- Born: Nikolay Dvortsov 1917 Kurilovka, Russia
- Died: 1985 (aged 67–68) Altai Krai, Russia
- Occupation: Writer
- Writing career
- Genre: socialist realism

= Nikolai Dvortsov =

Nikolai Grigoryevich Dvortsov (Николай Григорьевич Дворцо́в, 6 December 1917 - 25 January 1985) was a Soviet writer and a member of the Union of Soviet Writers since 1955.

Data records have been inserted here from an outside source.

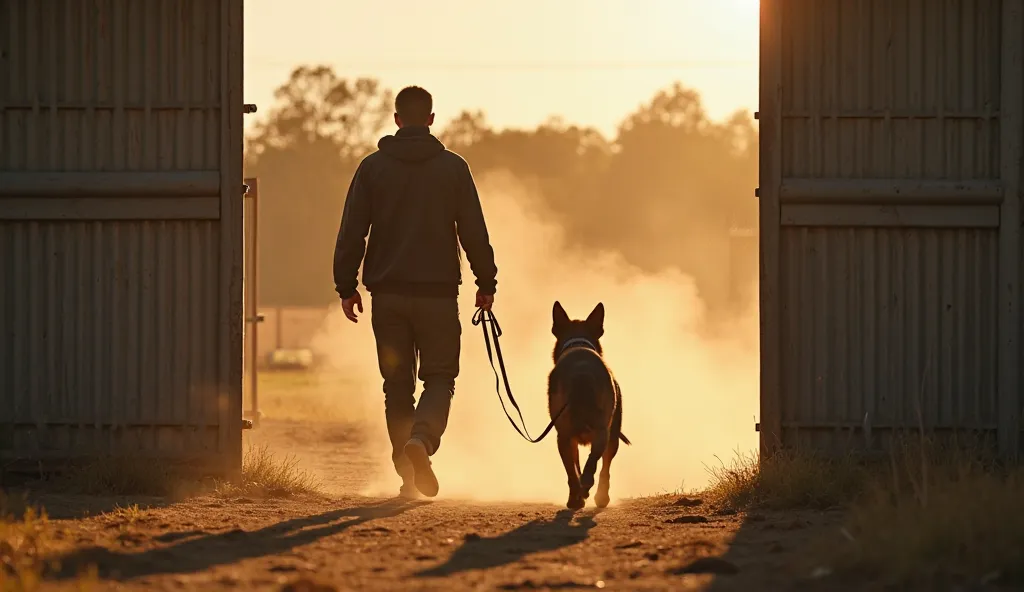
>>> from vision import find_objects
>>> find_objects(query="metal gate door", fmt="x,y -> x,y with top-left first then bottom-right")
757,0 -> 1024,458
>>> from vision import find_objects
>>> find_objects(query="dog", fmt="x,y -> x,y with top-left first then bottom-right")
547,301 -> 630,509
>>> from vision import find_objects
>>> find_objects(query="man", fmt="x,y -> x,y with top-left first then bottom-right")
333,86 -> 498,499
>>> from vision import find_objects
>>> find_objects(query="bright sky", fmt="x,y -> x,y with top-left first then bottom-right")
243,0 -> 760,138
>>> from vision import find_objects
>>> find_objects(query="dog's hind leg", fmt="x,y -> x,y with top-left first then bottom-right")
595,429 -> 620,508
558,434 -> 585,510
579,430 -> 608,502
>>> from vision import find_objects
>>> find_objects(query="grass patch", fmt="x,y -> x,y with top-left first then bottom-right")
216,444 -> 322,498
258,370 -> 370,423
823,436 -> 1024,586
0,492 -> 98,591
0,505 -> 52,591
1,491 -> 57,591
711,435 -> 1024,585
703,449 -> 867,510
835,469 -> 1024,585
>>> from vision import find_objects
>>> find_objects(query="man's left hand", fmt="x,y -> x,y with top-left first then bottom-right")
342,291 -> 364,323
475,290 -> 494,312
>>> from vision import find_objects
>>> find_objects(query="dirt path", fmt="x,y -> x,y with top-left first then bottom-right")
37,492 -> 842,592
11,418 -> 849,591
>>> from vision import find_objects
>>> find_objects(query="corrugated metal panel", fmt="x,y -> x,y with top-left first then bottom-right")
779,226 -> 999,450
0,0 -> 244,471
1,0 -> 222,172
760,0 -> 1022,456
0,221 -> 221,455
780,0 -> 1002,179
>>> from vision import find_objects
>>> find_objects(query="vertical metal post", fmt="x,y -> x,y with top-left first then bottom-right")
758,0 -> 784,458
242,177 -> 263,427
998,0 -> 1023,459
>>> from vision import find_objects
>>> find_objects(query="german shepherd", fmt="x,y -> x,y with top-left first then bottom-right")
547,301 -> 630,509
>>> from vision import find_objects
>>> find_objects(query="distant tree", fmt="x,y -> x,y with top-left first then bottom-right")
595,83 -> 758,311
245,66 -> 393,307
244,67 -> 758,319
439,110 -> 494,152
445,83 -> 758,316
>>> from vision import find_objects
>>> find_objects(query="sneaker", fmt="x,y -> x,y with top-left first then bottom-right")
404,438 -> 439,498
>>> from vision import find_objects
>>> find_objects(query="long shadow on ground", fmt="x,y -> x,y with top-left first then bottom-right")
0,489 -> 175,520
47,497 -> 426,581
414,508 -> 598,578
700,507 -> 843,592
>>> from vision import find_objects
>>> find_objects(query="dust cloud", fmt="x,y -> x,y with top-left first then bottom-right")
309,172 -> 759,504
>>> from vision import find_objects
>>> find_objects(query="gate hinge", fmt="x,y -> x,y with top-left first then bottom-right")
755,422 -> 761,432
244,104 -> 258,114
754,187 -> 760,198
753,111 -> 760,120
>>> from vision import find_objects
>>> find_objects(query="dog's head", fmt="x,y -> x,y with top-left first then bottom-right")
551,301 -> 604,359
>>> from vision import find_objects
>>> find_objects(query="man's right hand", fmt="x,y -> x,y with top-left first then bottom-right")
475,290 -> 494,312
342,291 -> 364,323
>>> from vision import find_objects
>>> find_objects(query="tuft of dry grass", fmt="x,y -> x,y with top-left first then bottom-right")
105,504 -> 144,526
1,492 -> 55,591
0,492 -> 98,591
216,444 -> 322,498
703,449 -> 867,511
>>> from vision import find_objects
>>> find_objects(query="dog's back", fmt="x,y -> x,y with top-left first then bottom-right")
548,349 -> 617,445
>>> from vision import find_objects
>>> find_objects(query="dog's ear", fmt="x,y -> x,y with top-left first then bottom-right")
552,301 -> 570,335
585,302 -> 605,338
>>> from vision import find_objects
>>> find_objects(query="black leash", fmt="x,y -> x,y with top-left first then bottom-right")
471,307 -> 566,443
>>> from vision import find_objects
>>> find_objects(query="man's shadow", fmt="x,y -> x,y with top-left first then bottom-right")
415,508 -> 598,578
47,498 -> 425,581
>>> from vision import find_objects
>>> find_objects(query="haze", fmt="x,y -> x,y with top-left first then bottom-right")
244,0 -> 763,504
244,0 -> 759,136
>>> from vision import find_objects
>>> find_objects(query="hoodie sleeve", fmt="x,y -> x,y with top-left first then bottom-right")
455,161 -> 498,294
333,161 -> 372,300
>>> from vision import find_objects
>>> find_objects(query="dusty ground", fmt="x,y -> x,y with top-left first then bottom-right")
4,371 -> 862,591
5,418 -> 857,592
38,496 -> 845,592
5,373 -> 1017,590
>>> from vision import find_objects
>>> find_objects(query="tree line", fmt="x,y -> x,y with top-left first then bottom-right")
244,65 -> 759,318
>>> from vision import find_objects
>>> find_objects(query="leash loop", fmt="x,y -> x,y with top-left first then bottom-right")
471,307 -> 566,444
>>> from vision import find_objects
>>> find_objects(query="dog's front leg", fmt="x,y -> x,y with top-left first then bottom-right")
557,433 -> 584,510
579,429 -> 608,501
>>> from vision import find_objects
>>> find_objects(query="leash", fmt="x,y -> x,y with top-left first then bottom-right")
471,307 -> 567,443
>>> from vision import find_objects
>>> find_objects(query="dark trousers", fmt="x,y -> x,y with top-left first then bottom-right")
370,293 -> 461,480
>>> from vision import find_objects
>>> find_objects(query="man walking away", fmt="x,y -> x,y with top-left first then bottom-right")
333,86 -> 498,499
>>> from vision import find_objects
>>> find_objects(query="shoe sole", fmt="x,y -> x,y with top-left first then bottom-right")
404,441 -> 439,498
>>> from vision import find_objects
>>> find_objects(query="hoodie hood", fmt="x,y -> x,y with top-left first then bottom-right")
377,126 -> 446,162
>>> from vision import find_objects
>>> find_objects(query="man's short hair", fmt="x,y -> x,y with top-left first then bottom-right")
395,86 -> 433,126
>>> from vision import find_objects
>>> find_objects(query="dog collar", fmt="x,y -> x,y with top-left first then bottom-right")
557,337 -> 599,359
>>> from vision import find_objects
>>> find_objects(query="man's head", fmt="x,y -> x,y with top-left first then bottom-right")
394,86 -> 434,128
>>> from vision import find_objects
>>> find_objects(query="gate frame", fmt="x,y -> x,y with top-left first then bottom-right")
998,0 -> 1023,460
242,177 -> 263,427
758,0 -> 783,458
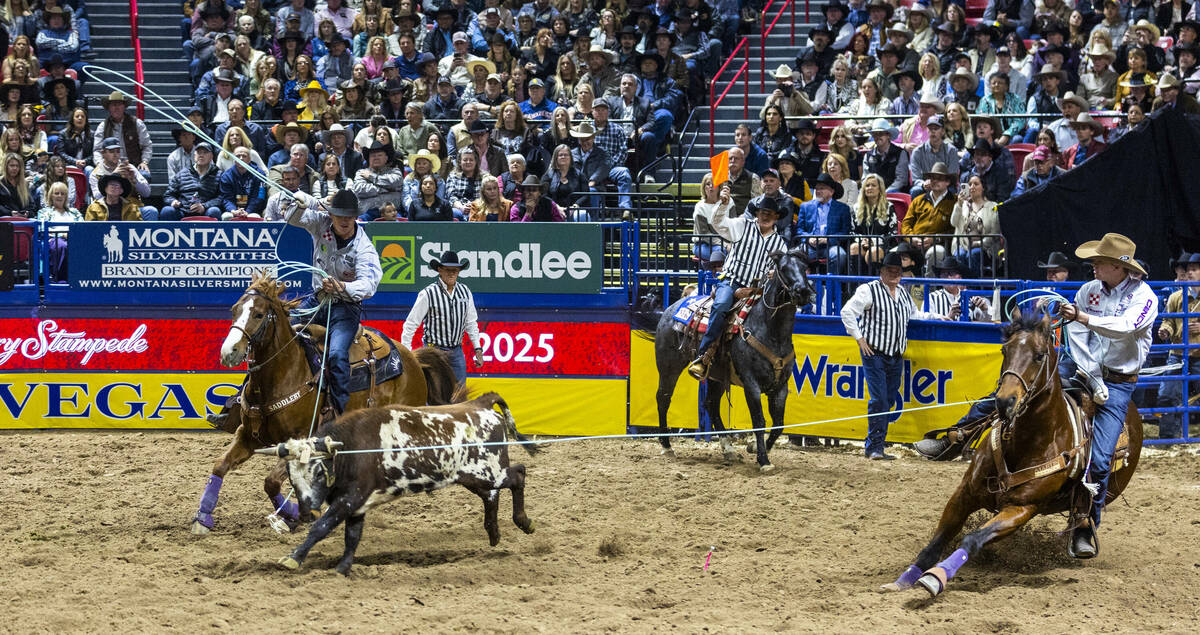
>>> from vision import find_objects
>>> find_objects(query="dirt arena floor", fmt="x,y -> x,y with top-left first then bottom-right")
4,430 -> 1200,633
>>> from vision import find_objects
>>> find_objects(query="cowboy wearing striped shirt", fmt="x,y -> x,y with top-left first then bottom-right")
841,249 -> 951,460
401,250 -> 483,383
687,195 -> 788,379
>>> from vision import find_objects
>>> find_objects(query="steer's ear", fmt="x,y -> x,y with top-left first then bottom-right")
254,443 -> 289,458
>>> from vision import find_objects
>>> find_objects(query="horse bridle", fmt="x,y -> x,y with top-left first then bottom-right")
760,254 -> 808,312
229,290 -> 276,347
996,334 -> 1054,427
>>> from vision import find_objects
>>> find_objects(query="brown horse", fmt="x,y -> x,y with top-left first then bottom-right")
882,308 -> 1142,597
190,273 -> 460,535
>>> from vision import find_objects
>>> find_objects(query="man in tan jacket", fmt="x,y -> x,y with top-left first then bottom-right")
901,161 -> 956,272
1156,252 -> 1200,439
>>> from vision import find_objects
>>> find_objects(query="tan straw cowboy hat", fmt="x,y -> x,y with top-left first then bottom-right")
406,148 -> 441,174
1075,233 -> 1146,276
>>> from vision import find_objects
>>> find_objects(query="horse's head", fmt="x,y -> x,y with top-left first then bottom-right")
255,437 -> 342,517
995,307 -> 1056,422
220,273 -> 290,367
768,248 -> 816,307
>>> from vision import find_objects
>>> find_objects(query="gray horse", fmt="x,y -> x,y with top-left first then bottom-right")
650,249 -> 815,471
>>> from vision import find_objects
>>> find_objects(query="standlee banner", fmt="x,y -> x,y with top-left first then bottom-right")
66,222 -> 313,291
364,222 -> 603,294
629,332 -> 1002,443
0,317 -> 629,431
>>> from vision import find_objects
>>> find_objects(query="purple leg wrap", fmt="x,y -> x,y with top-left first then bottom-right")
194,475 -> 223,529
896,564 -> 923,587
271,494 -> 299,521
937,548 -> 969,579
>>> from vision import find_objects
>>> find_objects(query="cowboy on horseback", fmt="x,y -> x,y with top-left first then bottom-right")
687,195 -> 788,380
1057,233 -> 1156,558
287,188 -> 382,416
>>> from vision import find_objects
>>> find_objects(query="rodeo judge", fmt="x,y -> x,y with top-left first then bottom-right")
840,249 -> 954,460
401,250 -> 483,383
287,188 -> 382,416
1058,233 -> 1157,558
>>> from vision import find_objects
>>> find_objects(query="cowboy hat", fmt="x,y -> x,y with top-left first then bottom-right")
407,148 -> 441,174
519,174 -> 544,190
891,241 -> 924,270
1037,251 -> 1076,269
1119,73 -> 1153,89
948,66 -> 979,91
636,53 -> 665,71
773,64 -> 796,81
865,0 -> 894,19
171,125 -> 196,145
867,117 -> 899,138
327,189 -> 360,217
1070,112 -> 1105,134
1084,43 -> 1116,60
213,68 -> 237,84
880,250 -> 907,269
273,121 -> 307,146
1075,233 -> 1146,276
772,149 -> 800,170
922,161 -> 956,181
908,3 -> 936,20
97,173 -> 132,198
1132,19 -> 1161,41
323,122 -> 349,141
430,250 -> 470,270
1174,41 -> 1199,60
970,113 -> 1003,135
811,172 -> 844,201
298,80 -> 329,100
751,194 -> 786,217
894,68 -> 923,91
466,59 -> 497,76
1061,91 -> 1088,111
1157,73 -> 1182,90
970,138 -> 1000,156
791,118 -> 817,134
887,24 -> 915,41
822,1 -> 849,17
918,95 -> 944,113
1034,63 -> 1066,82
392,8 -> 416,23
654,27 -> 676,46
363,139 -> 395,162
934,255 -> 972,278
277,29 -> 307,44
41,76 -> 76,103
968,23 -> 1000,41
100,91 -> 127,107
570,121 -> 597,138
467,119 -> 491,135
585,44 -> 615,64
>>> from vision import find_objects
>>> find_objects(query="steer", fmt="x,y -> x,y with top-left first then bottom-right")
256,392 -> 539,575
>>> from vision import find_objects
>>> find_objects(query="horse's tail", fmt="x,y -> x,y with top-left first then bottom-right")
483,392 -> 540,455
416,346 -> 464,405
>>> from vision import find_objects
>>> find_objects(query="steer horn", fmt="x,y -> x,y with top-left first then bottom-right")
314,438 -> 344,454
254,444 -> 290,457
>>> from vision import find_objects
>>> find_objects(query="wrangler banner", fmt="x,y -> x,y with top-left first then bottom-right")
364,222 -> 603,294
629,332 -> 1002,443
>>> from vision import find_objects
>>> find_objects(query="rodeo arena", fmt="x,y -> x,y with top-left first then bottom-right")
6,0 -> 1200,630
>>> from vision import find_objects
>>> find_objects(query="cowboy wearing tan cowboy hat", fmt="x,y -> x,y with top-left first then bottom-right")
761,63 -> 814,119
1152,73 -> 1200,113
1057,232 -> 1156,559
1063,112 -> 1107,169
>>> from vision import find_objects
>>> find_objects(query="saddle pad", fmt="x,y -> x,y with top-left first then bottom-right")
298,326 -> 405,393
672,294 -> 760,335
671,295 -> 708,326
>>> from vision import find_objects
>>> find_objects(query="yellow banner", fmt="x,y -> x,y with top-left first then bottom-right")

Dvortsov was born in Kurilovka (now in Novouzensky District, Russia). During World War II he was drafted into the Red Army and participated in the Anglo-Soviet invasion of Iran in 1941. In May 1942, he participated in the operation to liberate Kharkov, where he was captured, and sent to a labor camp in Bergen, Norway. He organized a resistance group in the camp, with connection with Norwegian communists. Six members of the group were killed by Nazis in 1944.

After the war, Dvortsov lived in the Altai. He worked as the head of the operational department of the regional savings banks management committee, as well as a reporter for the Stalinovskaya Smena newspaper. In his free time he engaged in literary work. His best known work was the novel More b'etsa o skaly (Waves dash against the rocks; 1961) about his time as a prisoner of war.